The U.S.  Army is finally fixing the problem with the M4 rifle firing unintentionally. This glitch is in the fire selector switch in which the rifle would not fire when the selector is between “semi” and “auto”. But once the selector is place on the “semi” or “auto”, the rifle will fire even without the trigger being pulled.

This glitch poses danger to soldiers and when the U.S. Army Tank-automotive and Armaments Command sent out a safety message on March 26 regarding the problem weapons safety check being conducted already found 3,000 M4 and M4A1 rifles to have failed inspections as of June 2018.  The fix has been found after 50,000 rifles have been inspected.

In a story on Military.com, TACOM spokesman R. Slade Walters announced in an email that:

"After receiving a significant number of reports from the field and an average failure rate of about 6 percent of the weapons inspected, we ended the inspections and have determined that the cause of the problem is a tolerance stack of the internal firing components.

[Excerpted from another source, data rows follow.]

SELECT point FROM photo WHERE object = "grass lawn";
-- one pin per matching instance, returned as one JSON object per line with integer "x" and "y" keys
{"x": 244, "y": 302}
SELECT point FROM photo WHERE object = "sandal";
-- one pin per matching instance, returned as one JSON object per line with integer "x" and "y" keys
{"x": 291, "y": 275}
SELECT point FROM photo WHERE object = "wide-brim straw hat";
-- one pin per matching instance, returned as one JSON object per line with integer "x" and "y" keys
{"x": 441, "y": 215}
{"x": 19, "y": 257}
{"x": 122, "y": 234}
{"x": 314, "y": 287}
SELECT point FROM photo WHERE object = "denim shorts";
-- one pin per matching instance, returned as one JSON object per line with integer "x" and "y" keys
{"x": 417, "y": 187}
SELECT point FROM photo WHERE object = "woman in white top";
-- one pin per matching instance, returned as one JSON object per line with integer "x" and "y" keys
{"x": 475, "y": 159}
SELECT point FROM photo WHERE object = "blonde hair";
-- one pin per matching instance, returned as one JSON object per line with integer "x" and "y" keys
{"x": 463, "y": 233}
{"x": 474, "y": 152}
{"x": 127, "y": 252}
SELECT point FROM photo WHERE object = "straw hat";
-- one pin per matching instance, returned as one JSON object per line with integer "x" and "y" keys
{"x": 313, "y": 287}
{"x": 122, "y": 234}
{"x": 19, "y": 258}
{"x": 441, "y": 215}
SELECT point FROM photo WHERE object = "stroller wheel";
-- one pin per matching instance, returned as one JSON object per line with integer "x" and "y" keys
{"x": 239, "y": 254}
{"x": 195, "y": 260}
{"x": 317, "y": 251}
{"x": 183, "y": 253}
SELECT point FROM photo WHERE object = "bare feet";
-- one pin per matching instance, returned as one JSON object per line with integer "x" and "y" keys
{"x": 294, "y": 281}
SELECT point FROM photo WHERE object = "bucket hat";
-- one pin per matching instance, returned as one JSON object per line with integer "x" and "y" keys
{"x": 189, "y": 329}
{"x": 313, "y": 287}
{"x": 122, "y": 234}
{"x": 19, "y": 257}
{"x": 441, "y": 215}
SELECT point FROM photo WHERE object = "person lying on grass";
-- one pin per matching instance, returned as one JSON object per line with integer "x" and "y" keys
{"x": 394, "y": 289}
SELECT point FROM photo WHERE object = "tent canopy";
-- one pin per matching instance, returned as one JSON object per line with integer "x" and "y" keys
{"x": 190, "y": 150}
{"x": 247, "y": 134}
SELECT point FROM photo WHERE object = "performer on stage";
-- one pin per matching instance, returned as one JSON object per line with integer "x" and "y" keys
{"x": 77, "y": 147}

The problem is fixed by modifying the selector to remove the tolerance issue and the fault. TACOM is working on an Army-wide directive to repair weapons with the issue that will be released when it is approved at the appropriate levels."

Photo: US Army Sniper School (U.S. Army photo by Master Sgt. Michel Sauret)

More M4A1s suffered from the problem with those converted from the M4 to M4A1 having a fail rate of 9% of the 23,000 rifles inspected.  Original M4A1s have a fail rate of 6% with 14,000 M4A1s inspected. Less than 1% of the M4s and M16s inspected suffer from the glitch.

The U.S. Marines have also been informed of the problem and they are also conducting their safety checks. So far, they have not disclosed numbers regarding the number of rifles that have failed the inspection and the total number already inspected.

Even the M4A1s that are just being issued in the U.S. Army will also undergo inspection and fixed if the glitch is found.